Rhonheimer erinnert daran, dass, als in den 1980er Jahren der sexuelle Missbrauch in den Vereinigten Staaten bekannt wurde, der Vatikan für die Kongregation für den Klerus zuständig war, die sich in erster Linie um den Schutz der Priester kümmerte. Es war der damalige Kardinal Ratzinger, der diese Verantwortung zurückzog und sie der Kongregation für die Glaubenslehre übertrug, deren Präfekt er seit 1982 war: Was zuvor ein "Zugeständnis" an die Priester war, die um ihre Versetzung in den Laienstand baten, wurde so zu einer Strafmaßnahme. Der Autor zitiert auch das "Rundschreiben für die Behandlung von Fällen sexuellen Missbrauchs von Minderjährigen durch Kleriker" der Glaubenskongregation vom 3. Mai 2011, als Joseph Ratzinger bereits Papst war: "Der sexuelle Missbrauch von Minderjährigen ist nicht nur ein kirchliches Verbrechen, sondern auch ein Verbrechen, das von der Zivilbehörde verfolgt wird. Obwohl die Beziehungen zu den Behörden in den einzelnen Ländern unterschiedlich sind, ist es wichtig, im Rahmen der jeweiligen Zuständigkeiten zusammenzuarbeiten. Insbesondere werden, unbeschadet des internen oder sakramentalen Forums, immer die Vorschriften des Zivilrechts befolgt, wenn es darum geht, Verstöße an die rechtmäßigen Behörden weiterzuleiten".

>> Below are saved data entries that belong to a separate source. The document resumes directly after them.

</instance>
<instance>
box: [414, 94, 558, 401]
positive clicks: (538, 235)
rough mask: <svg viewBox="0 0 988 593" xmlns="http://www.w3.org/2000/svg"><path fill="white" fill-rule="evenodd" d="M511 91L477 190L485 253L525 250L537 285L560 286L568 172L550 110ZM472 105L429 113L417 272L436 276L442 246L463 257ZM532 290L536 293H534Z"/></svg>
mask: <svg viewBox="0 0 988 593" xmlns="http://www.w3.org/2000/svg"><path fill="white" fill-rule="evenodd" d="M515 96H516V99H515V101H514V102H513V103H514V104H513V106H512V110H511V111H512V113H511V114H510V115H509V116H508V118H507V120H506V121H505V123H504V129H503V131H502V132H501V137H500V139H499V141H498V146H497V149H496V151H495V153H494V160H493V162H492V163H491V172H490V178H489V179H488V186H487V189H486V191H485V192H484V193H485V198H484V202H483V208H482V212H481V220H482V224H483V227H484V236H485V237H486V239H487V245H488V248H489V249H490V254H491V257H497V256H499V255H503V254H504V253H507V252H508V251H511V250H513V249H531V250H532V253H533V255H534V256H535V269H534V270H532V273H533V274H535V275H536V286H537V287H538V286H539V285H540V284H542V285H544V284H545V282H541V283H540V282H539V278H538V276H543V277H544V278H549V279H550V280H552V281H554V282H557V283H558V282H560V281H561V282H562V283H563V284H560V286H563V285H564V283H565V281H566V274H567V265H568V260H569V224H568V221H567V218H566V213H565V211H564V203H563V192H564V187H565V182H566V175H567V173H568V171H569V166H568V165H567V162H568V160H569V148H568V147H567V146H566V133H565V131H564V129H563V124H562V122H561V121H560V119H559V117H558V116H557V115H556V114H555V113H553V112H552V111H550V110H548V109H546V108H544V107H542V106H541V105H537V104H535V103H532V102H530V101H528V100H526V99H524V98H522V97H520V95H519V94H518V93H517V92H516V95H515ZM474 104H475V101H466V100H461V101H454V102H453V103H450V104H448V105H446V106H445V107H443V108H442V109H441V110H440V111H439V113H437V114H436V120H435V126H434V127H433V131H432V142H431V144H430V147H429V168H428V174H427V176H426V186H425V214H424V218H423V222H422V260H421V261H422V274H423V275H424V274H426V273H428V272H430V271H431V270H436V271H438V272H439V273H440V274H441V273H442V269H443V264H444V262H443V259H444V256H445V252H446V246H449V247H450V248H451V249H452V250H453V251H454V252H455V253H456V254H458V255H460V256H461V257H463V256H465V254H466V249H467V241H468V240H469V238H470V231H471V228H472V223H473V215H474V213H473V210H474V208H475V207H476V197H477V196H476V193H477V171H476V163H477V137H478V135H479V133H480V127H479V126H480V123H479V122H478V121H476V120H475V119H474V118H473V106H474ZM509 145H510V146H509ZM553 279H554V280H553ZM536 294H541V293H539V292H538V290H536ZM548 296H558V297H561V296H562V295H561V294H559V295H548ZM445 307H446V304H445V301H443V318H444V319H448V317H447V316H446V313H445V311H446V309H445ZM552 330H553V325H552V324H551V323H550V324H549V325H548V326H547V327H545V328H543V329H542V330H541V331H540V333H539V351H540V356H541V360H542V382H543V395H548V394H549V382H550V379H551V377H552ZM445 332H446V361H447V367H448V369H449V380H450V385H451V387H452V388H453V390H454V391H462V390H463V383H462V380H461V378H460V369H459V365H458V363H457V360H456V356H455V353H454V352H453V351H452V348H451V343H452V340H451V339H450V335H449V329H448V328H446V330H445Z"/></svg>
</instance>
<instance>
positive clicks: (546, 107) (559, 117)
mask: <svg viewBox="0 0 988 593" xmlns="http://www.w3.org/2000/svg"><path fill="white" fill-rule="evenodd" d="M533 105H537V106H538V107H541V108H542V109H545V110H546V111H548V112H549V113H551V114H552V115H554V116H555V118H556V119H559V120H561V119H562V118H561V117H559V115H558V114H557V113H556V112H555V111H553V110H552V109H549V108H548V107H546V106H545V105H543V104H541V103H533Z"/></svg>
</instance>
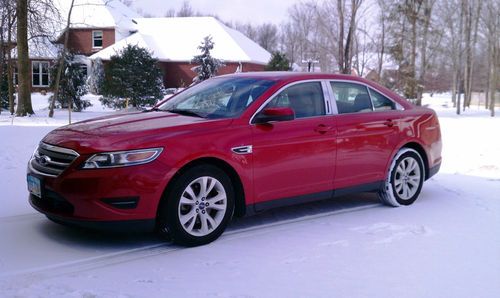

Deshalb - so folgert Martin Rhonheimer - stimmt nicht, was seine Kritiker behaupten: "Joseph Ratzinger/Benedikt XVI. hat kein System der kirchlichen Vertuschung geschaffen; es waren einzelne Bischöfe, die versagt haben, trotz aller Bemühungen Ratzingers". Genau das, was Hans Küng ihm 2010 vorwarf, "war in der Tat der Startschuss für eine neue kirchliche Kultur im Umgang mit Missbrauchsfällen". Rhonheimer nennt den Lernprozess, den die Kirche - mit dem "notwendigen und heilsamen" Druck der öffentlichen Meinung, vor allem aber der Opferverbände - durchlaufen musste, um heute, wenn auch nach langen Versäumnissen, eine Vorreiterrolle auf diesem Gebiet einzunehmen, "lang und schmerzhaft". "Das ist Joseph Ratzinger zu verdanken, der begonnen hat, den Augiasstall auszumisten.
Zu diesem Thema ist es von Interesse zu lesen dieser Artikel des Sekretärs des Päpstlichen Rates für Gesetzestexte, Mons. Juan Ignacio Arrieta, über den Einfluss von Kardinal Ratzinger auf die Reform des kanonischen Strafvollzugs; spanische Fassung.
Der Artikel von Martin Rhonheimer wurde in der deutschsprachigen Ausgabe der Zeitschrift "Die Welt".